Out of the 24,324 total word types in the corpus, 805 were found to contain an asterisk (175, 22% of the 805 types), slash (355, 44%), and/or letter duplication (275, 34%). I then examined how the 805 types were used (i.e. what purpose they served in the conversation). Four major purposes were found: surrogate prosodic cues, surrogate proxemic cues, attempts to conserve effort and abbreviate, and discourse management strategies.
|N Types (% of 805)||275 (34%)||175 (22%)||355 (44%)||805|
|PURPOSE OF USE||n (% of 275)||n (% of 175)||n (% of 355)||TOTAL PURPOSES (% of 890)|
|Surrogate Prosodic Cues||422 (47%)|
|Elongation of sounds||275 (100%)||2 (1%)||18 (5%)||295 (33%)||EAAASSSSSY|
|Onomatopoeic expression||100 (36%)||7 (4%)||6 (2%)||113 (13%)||*bloooooooooop*|
|Offsetting punctuation for emphasis||0||14 (8%)||0||14 (2%)||thats just *my* opinion|
|Surrogate Proxemic Cues||119 (13%)|
|Emotes||0||35 (20%)||68 (19%)||103 (12%)||*tickle tickle* or /tapdances|
|Emoticons||4 (1%)||3 (2%)||9 (3%)||16 (2%)||=DDDD (emoticon emphasized)|
|Economy of Effort||188 (21%)|
|Conjunctions||0||0||109 (31%)||109 (12%)||geared/skilled (suggesting that you must be both)|
|Disjunctions||0||0||46 (13%)||46 (5%)||25vault/25os (asking to do one of two dungeons)|
|Symbolic substitution||0||1 (1%)||32 (9%)||33 (4%)||h/strat (heroic Stratholme, / signifies modification)|
|Discourse Management||161 (18%)|
|Repairs||0||115 (66%)||2 (1%)||117 (13%)||Line 1: im stuffing my sace atm (typo sace)|
|Typo/misspelling||1 (0%)||7 (4%)||36 (10%)||44 (5%)||Line 2: face* (its repair)|
Table 1 shows the frequency and proportion of communicative-purpose features across the three orthographic features. For example, 35 word types containing asterisks (20%) also exhibited emotes.
In all three orthographic features, there were 422 surrogate prosodic cues, 119 surrogate proxemic cues, 188 effort-economizing types, and 161 discourse management features. Based on these results, asterisks, slashes, and letter duplication are most often used as surrogate prosodic cues. Overall, surrogate FTF cues (proxemic and prosodic) account for the majority of 890 communicative purposes (61%). Elongation of sounds is used the most to convey prosody, emotes to convey proxemics, and conjunctions to economize effort.

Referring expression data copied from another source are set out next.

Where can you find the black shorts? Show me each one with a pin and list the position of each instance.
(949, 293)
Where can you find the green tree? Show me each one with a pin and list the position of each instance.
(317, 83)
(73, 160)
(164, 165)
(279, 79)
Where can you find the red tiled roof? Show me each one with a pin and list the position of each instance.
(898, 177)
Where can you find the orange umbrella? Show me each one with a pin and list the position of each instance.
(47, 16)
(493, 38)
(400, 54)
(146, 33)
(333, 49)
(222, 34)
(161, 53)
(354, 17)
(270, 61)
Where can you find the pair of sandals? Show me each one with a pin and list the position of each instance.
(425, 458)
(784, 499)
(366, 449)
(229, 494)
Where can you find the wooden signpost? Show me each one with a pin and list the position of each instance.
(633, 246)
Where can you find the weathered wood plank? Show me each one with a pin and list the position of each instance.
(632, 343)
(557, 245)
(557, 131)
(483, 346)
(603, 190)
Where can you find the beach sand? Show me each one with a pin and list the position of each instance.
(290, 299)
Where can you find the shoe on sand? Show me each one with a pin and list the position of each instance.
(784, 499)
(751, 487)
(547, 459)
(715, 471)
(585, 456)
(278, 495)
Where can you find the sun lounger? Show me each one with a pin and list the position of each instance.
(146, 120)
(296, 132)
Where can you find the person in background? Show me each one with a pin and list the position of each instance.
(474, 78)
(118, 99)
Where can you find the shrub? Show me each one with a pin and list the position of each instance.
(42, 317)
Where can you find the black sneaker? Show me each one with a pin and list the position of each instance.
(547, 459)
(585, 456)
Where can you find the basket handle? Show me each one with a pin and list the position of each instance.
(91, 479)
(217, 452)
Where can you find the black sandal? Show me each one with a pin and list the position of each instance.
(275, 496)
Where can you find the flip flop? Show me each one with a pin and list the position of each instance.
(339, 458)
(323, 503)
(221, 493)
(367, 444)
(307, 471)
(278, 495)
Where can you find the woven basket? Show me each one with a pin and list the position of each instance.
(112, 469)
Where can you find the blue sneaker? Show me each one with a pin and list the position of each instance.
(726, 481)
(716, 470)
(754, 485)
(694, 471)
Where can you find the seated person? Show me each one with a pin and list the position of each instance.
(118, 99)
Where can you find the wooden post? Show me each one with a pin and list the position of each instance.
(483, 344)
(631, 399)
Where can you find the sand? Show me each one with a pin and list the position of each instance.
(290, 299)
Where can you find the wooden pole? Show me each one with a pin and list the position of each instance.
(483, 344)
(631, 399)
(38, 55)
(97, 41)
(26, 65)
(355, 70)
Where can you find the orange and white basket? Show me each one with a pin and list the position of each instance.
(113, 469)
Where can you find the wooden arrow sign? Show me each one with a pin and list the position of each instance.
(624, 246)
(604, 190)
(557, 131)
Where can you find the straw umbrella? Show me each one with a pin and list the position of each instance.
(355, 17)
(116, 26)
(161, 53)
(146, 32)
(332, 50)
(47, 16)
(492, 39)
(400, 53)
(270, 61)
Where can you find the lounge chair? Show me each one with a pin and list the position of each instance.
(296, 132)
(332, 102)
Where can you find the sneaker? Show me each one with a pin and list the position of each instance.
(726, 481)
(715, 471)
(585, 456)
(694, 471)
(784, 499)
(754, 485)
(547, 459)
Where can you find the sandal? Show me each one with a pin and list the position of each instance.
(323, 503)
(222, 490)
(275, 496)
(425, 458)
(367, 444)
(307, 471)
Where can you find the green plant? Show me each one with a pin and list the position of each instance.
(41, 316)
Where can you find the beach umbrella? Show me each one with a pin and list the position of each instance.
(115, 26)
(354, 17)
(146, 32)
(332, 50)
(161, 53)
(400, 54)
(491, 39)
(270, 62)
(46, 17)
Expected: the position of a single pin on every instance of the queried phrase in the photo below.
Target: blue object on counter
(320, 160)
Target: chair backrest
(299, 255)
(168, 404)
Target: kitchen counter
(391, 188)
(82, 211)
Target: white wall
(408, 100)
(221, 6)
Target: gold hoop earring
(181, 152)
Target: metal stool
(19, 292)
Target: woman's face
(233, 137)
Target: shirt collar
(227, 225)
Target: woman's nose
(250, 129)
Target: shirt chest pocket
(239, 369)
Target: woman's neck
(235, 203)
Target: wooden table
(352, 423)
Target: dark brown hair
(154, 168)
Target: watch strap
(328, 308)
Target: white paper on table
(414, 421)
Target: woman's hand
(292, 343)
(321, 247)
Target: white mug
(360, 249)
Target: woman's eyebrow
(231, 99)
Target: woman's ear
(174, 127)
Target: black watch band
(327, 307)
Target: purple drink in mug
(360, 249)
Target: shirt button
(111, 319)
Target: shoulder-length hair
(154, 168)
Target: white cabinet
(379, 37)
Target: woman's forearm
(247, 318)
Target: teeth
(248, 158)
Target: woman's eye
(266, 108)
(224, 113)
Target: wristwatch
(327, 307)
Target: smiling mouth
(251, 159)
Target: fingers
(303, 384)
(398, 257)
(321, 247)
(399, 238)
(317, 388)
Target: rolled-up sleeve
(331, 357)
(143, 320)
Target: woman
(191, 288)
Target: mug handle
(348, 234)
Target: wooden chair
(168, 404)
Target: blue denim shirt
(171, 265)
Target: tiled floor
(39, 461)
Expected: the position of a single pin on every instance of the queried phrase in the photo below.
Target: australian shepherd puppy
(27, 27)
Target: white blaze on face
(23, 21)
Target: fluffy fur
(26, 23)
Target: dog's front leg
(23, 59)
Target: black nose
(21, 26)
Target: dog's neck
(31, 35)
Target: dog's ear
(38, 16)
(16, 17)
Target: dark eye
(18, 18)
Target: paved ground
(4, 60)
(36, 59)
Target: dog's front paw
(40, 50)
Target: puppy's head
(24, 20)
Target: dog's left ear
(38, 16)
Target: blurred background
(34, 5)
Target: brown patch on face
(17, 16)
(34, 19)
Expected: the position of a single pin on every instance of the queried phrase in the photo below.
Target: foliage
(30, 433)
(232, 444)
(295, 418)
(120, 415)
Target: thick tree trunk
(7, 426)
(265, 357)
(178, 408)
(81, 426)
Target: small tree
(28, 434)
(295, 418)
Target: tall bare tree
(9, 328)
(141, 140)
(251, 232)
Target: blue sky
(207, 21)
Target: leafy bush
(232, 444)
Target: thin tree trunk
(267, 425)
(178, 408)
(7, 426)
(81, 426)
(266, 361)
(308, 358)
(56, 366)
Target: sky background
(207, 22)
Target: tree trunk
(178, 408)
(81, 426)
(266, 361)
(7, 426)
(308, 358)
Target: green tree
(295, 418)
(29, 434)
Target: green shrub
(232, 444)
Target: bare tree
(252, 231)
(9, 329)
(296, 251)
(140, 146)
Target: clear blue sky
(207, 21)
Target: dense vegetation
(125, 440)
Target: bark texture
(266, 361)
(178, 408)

Resulting from creative adaptation to an evolving landscape of communication venues, cyberlanguage exemplifies rapid language change, making its incorporation into language infrastructures difficult. The study of this phenomenon can inform the design of processes such as search, document clustering, intelligence surveillance, and summarization to better match user needs and practices. Limitations of this pilot study are largely concerned with representativeness and generalizability. Future work will expand this investigation to instant messaging, texting, forums, and other chat, and to consider issues of validation.